Keita looked relaxed and comfortable. He is methodically playing himself into his Liverpool career. He might just be the key component to a Liverpool side which can deliver Ole Gunnar Solskjær his first defeat as manager of Manchester United.

Gini Wijnaldum, shaking off a virus which left him absent from the squad for a couple of days, gave a wonderfully assured performance, crowned by the sheer loveliness of his goal.

It was a goal that any one of Mohamed Salah, Firmino and Sadio Mane would have been proud to call their own, to the point that Mane slapped Wijnaldum with a reasonable degree of enthusiasm in celebration of it.

Add to this another understated shift from Fabinho and we might just have found our best midfield trio at last.

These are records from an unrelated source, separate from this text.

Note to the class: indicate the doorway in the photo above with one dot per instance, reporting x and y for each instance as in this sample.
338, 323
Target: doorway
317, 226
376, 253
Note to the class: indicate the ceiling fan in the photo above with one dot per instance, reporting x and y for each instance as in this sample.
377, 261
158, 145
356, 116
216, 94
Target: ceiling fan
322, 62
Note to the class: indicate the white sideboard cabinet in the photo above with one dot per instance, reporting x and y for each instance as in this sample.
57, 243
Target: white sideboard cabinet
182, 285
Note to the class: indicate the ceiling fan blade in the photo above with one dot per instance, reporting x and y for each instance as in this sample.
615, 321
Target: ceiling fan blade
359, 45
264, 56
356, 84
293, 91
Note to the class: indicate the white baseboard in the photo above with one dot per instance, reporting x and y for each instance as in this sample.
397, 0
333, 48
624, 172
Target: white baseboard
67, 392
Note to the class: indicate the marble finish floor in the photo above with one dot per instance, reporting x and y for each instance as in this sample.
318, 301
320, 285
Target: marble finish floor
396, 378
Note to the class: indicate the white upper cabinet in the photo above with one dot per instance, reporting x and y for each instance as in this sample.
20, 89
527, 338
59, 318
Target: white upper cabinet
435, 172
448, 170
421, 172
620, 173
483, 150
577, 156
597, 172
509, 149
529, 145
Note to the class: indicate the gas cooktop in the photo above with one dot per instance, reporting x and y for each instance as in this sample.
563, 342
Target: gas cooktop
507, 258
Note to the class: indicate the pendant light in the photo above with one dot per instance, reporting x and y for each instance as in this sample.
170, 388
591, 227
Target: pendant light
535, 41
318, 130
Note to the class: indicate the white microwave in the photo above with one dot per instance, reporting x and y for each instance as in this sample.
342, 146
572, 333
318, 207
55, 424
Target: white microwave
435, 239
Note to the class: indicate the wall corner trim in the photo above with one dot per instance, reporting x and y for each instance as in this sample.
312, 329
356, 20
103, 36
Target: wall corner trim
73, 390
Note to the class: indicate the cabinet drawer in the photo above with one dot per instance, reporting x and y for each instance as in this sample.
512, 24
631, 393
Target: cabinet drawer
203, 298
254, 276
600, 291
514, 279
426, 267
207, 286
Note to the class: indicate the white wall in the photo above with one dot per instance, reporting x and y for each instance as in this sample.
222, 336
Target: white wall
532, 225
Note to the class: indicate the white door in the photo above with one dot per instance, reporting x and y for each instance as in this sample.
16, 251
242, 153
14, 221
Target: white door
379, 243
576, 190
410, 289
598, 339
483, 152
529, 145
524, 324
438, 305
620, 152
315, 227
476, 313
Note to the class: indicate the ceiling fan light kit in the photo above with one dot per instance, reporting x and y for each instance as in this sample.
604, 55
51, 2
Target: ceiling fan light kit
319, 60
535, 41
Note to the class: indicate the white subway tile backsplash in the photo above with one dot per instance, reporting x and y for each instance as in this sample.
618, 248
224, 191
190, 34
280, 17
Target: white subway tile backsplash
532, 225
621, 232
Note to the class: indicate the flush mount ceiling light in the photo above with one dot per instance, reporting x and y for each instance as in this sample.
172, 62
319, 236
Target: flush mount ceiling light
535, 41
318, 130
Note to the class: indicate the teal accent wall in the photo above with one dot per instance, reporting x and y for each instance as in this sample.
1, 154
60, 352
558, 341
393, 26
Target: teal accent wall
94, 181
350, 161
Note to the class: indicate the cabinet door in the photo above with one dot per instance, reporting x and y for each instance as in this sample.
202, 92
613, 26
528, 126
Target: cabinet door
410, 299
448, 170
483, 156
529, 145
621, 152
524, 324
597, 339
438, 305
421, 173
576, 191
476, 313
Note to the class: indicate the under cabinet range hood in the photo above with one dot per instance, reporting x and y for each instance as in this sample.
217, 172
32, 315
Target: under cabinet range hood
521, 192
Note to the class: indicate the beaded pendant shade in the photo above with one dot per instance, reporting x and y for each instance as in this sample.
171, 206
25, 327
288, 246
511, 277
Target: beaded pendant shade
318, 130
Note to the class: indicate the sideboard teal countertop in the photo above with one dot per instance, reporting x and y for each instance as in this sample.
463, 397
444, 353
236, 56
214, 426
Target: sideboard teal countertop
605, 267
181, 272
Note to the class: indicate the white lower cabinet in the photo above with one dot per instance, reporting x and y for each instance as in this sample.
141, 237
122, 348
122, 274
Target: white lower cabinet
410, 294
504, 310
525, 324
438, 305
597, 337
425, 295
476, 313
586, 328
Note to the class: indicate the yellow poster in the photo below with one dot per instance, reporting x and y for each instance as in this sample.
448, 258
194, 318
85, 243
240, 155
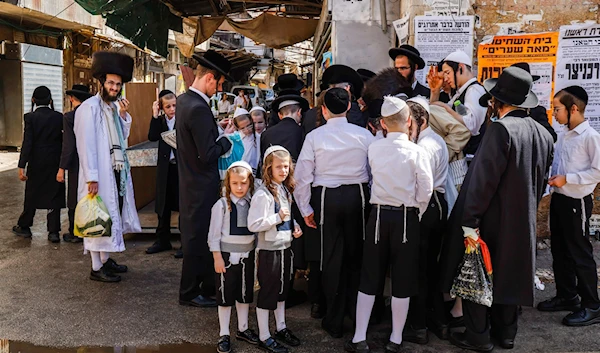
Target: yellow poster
538, 50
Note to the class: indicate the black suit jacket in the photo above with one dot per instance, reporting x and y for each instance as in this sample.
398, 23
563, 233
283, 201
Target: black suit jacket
197, 161
40, 153
157, 127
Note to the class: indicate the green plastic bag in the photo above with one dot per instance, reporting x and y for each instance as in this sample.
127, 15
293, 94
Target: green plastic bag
92, 219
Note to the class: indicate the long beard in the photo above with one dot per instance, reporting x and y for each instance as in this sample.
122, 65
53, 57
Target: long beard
105, 94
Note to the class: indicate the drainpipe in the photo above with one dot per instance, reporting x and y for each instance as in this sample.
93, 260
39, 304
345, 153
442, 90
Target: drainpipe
383, 16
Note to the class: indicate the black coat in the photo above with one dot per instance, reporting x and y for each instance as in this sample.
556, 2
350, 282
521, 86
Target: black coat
500, 196
197, 157
69, 159
40, 153
157, 127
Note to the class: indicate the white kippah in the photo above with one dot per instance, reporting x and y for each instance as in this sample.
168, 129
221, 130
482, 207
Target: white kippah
391, 105
273, 149
240, 111
422, 101
241, 164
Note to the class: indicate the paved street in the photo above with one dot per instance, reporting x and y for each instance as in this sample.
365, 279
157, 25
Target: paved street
46, 299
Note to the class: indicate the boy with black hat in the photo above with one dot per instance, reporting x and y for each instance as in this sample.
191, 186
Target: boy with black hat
102, 129
402, 187
508, 173
407, 60
69, 160
167, 178
576, 172
40, 154
331, 190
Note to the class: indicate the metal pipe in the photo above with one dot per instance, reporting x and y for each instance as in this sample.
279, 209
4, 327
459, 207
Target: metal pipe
382, 10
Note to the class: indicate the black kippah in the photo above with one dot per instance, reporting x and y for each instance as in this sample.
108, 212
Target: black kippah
578, 92
337, 100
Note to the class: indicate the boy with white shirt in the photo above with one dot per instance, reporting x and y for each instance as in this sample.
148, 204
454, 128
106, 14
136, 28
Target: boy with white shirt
401, 190
576, 172
331, 191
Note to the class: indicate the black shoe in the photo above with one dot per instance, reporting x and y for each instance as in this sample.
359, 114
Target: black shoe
316, 312
104, 275
249, 336
583, 317
333, 333
418, 336
54, 238
199, 302
70, 238
224, 344
114, 267
287, 336
359, 347
159, 246
458, 339
24, 232
560, 304
270, 345
392, 347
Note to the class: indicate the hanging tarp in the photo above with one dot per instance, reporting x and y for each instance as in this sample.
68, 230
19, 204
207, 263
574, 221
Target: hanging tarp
146, 23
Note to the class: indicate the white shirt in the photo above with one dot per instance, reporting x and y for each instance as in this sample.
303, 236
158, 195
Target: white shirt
401, 173
577, 155
436, 150
201, 95
333, 155
224, 106
475, 112
171, 126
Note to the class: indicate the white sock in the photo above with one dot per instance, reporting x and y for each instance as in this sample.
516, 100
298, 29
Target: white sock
364, 306
96, 262
242, 311
280, 316
224, 319
399, 313
457, 308
262, 316
104, 256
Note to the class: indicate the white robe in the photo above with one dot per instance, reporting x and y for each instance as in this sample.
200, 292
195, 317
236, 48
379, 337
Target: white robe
95, 164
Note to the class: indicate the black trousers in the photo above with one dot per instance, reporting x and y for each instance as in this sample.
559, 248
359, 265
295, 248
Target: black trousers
572, 253
52, 219
480, 321
163, 230
431, 230
343, 232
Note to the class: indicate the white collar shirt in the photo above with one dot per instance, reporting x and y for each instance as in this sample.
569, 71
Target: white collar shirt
333, 155
577, 155
401, 173
435, 148
475, 112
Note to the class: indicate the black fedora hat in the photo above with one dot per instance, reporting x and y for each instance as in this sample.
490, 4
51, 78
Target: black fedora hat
215, 61
287, 82
512, 87
341, 73
410, 52
303, 103
81, 92
110, 62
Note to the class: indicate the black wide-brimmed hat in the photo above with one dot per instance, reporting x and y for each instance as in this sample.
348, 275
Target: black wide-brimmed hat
341, 73
288, 82
365, 74
513, 87
215, 61
81, 92
303, 103
110, 62
409, 51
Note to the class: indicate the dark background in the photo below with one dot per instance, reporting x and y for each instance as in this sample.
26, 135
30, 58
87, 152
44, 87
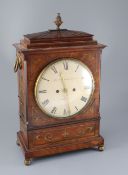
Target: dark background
108, 21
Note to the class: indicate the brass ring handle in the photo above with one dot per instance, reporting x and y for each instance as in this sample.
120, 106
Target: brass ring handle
18, 64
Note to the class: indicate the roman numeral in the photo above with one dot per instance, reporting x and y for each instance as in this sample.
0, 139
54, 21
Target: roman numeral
45, 102
54, 110
45, 79
43, 91
65, 112
65, 64
77, 67
54, 69
84, 99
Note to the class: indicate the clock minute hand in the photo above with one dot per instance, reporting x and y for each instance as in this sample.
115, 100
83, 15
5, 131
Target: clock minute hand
65, 91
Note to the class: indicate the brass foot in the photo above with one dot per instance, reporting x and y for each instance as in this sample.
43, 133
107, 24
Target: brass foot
27, 162
101, 148
17, 143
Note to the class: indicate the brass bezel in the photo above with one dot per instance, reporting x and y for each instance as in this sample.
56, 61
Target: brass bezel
44, 69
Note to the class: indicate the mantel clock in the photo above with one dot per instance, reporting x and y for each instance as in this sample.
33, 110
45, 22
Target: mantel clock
59, 92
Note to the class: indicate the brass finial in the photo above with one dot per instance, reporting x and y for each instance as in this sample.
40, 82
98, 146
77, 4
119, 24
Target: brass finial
58, 21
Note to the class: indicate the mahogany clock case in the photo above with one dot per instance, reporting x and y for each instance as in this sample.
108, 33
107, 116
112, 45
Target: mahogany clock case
41, 135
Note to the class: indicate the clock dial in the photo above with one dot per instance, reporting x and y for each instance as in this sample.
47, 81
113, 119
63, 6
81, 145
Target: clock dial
64, 88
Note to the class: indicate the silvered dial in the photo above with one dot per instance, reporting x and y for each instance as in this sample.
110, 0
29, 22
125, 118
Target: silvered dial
64, 88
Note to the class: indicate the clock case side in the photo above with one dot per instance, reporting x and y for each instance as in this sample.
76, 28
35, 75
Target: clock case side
22, 97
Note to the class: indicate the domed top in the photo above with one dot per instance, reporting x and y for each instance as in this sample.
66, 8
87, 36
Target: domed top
56, 38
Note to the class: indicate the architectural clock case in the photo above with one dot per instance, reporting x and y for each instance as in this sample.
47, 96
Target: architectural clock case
59, 92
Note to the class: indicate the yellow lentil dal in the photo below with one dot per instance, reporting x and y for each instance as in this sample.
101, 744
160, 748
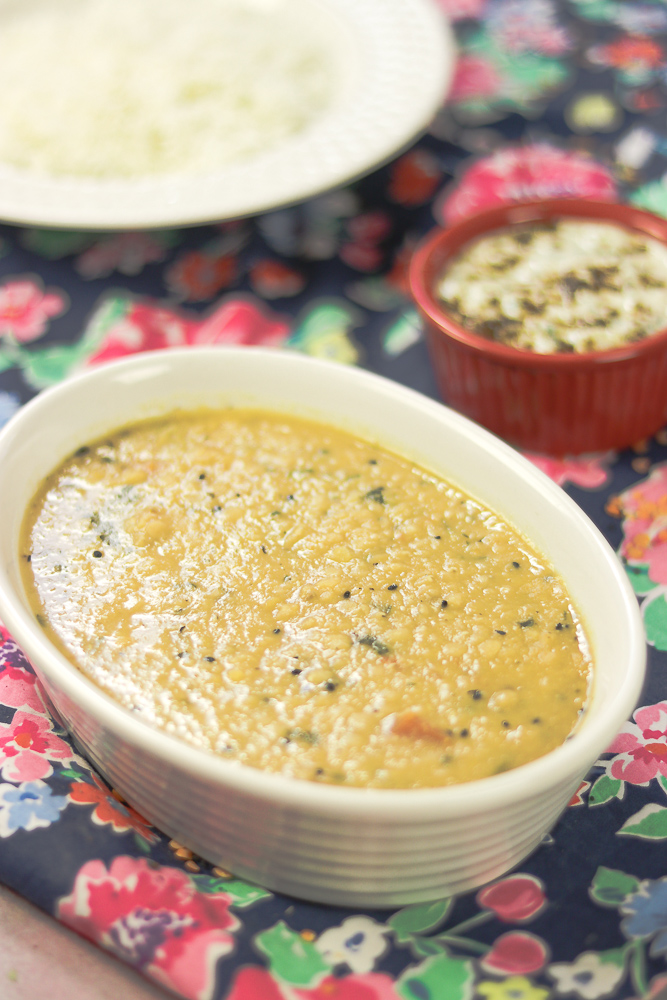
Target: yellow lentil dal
296, 598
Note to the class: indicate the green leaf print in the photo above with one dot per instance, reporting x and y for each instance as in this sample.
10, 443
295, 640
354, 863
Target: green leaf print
423, 947
604, 789
242, 893
526, 76
290, 957
439, 978
418, 919
325, 333
639, 578
650, 823
654, 612
611, 887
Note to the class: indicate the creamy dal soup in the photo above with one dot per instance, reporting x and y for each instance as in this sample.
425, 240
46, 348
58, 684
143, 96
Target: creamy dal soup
301, 600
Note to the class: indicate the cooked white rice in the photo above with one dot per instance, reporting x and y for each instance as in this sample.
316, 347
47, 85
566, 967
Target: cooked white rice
124, 88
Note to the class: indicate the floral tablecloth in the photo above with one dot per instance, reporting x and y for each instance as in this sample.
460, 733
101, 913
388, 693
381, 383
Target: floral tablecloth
550, 98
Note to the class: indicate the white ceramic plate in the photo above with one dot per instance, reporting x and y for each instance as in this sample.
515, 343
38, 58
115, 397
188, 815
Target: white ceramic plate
395, 60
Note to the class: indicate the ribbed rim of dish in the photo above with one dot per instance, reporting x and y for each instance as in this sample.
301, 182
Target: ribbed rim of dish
424, 804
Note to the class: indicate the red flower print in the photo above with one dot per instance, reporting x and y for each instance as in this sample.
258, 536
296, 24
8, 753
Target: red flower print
20, 689
26, 744
641, 746
413, 178
515, 953
198, 275
516, 898
109, 809
525, 172
153, 918
272, 279
644, 509
25, 309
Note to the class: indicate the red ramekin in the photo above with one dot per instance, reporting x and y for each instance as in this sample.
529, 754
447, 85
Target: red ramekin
551, 403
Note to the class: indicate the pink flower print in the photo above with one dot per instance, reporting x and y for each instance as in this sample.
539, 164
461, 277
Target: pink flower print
20, 689
254, 983
155, 919
413, 178
513, 899
475, 77
526, 172
515, 953
641, 746
148, 327
644, 509
26, 745
125, 252
520, 26
578, 797
25, 309
588, 472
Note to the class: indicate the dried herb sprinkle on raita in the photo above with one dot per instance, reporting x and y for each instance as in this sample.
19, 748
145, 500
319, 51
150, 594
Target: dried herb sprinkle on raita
571, 286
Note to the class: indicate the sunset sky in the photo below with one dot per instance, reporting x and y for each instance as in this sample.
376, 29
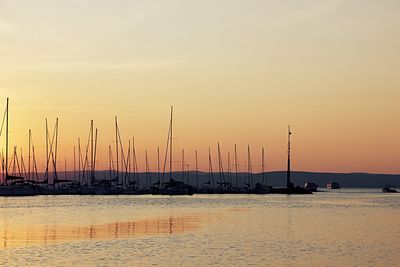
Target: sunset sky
235, 72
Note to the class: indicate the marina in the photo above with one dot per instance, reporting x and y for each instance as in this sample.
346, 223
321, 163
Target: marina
124, 178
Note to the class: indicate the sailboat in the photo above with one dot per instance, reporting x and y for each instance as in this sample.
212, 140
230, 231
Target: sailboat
15, 185
290, 188
173, 187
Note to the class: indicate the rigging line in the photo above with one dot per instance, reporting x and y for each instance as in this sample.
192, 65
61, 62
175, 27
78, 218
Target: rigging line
2, 124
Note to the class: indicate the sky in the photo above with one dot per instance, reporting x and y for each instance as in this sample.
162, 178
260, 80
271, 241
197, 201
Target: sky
236, 72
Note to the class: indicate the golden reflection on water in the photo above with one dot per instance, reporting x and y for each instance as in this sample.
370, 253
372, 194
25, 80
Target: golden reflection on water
50, 234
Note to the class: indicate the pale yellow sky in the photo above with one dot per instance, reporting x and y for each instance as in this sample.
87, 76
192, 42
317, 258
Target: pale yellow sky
235, 71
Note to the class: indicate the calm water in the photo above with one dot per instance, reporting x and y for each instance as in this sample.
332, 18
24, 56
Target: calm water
341, 228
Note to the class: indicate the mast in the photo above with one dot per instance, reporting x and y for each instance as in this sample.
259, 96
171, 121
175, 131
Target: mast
183, 165
197, 170
263, 166
148, 180
249, 167
91, 152
29, 155
7, 141
55, 153
109, 160
74, 164
79, 160
221, 167
170, 148
236, 169
229, 169
34, 168
158, 164
116, 145
288, 182
47, 152
65, 168
95, 155
210, 171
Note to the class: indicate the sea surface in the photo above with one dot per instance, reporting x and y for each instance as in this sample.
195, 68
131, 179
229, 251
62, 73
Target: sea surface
336, 228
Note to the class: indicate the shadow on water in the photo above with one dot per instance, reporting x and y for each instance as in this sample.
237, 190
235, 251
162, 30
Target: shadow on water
51, 234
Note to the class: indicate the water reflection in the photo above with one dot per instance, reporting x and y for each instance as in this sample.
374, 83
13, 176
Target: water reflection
50, 234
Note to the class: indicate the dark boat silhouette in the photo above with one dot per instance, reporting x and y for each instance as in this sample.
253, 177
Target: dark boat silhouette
389, 189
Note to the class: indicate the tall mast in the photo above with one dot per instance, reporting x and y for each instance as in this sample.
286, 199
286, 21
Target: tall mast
79, 160
147, 171
288, 182
183, 165
91, 152
197, 170
236, 169
263, 166
210, 171
229, 168
95, 155
55, 153
29, 155
170, 148
47, 152
221, 167
116, 145
74, 163
158, 164
7, 141
65, 168
249, 167
109, 160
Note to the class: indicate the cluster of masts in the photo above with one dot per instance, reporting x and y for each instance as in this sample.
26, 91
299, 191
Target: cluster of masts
123, 170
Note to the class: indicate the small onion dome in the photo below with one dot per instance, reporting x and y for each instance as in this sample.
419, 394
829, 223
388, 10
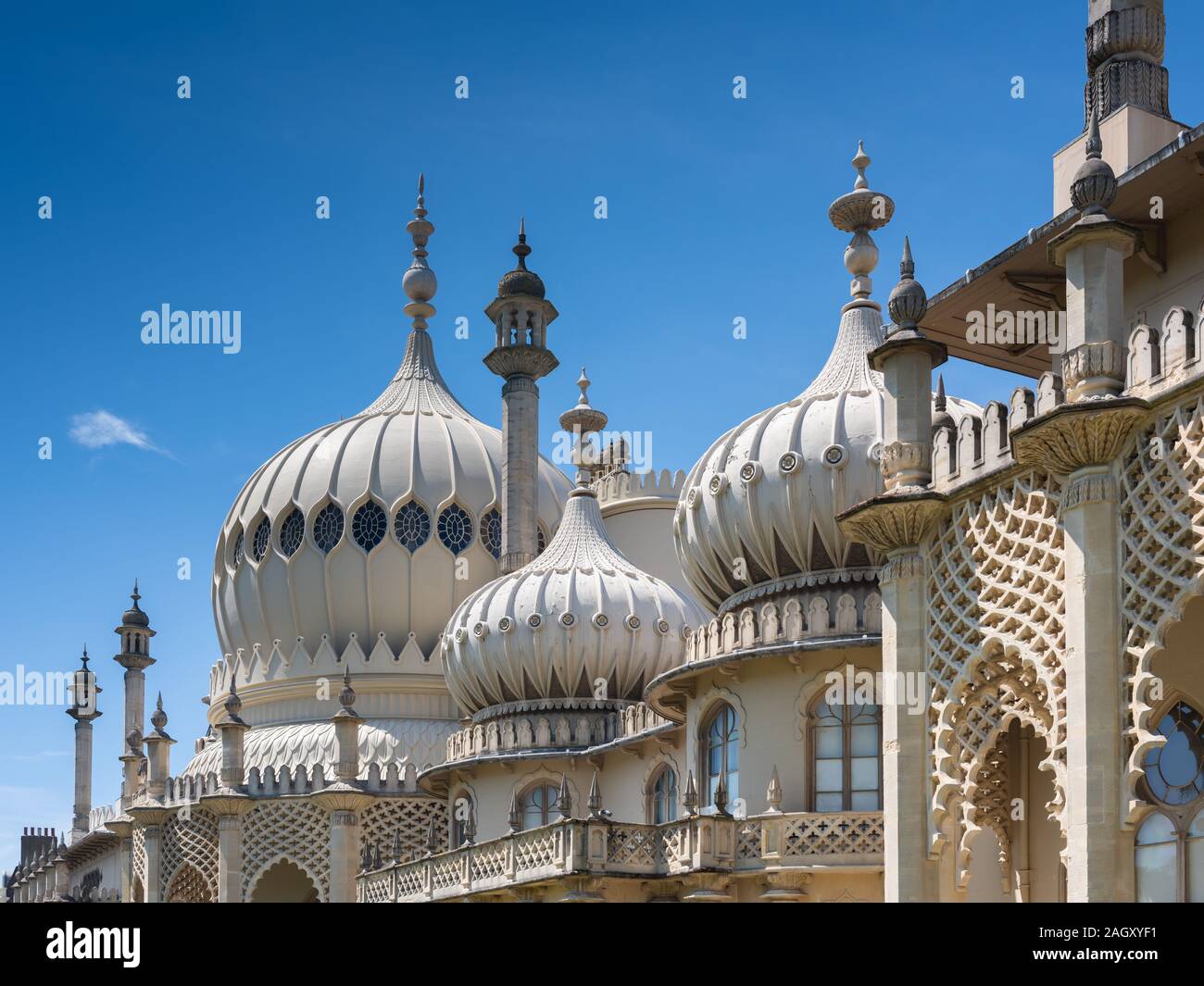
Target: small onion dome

Although, the free-spirited Xherdan Shaqiri, the polarising stylings of Jordan Henderson and the been-there-and-seen-it-all experience of James Milner would argue the toss over that. Alex Oxlade-Chamberlain could be back in contention very soon, too.

 

The Fun Returns

LIVERPOOL, ENGLAND - Saturday, February 9, 2019: Liverpool's manager J¸rgen Klopp reacts during the FA Premier League match between Liverpool FC and AFC Bournemouth at Anfield. (Pic by David Rawcliffe/Propaganda)

The fun returned on Saturday. That rolled, side-footed backheel from Firmino to tee-up Salah will be one of the images of the season.

It was still daylight when we walked away from Anfield. Spring is on the horizon and this chase for the Premier League title has definitively got real.

If, in this chase for the title, we do make the finish line first then we will look back to this win as being the springboard for the final push.

A fortnight of rest is now upon us again as far as the Premier League is concerned. Old Trafford next.

What we do have though, a week on Tuesday, is the ideal warm-up, with the resumption of the Champions League and the visit of Bayern Munich to Anfield.

This is the point of the season where everything begins to magnify; everything begins to feel gargantuan.

The 2018/19 season has crackled along since the turn of the year. Prepare for it to go fully electrified a week from now.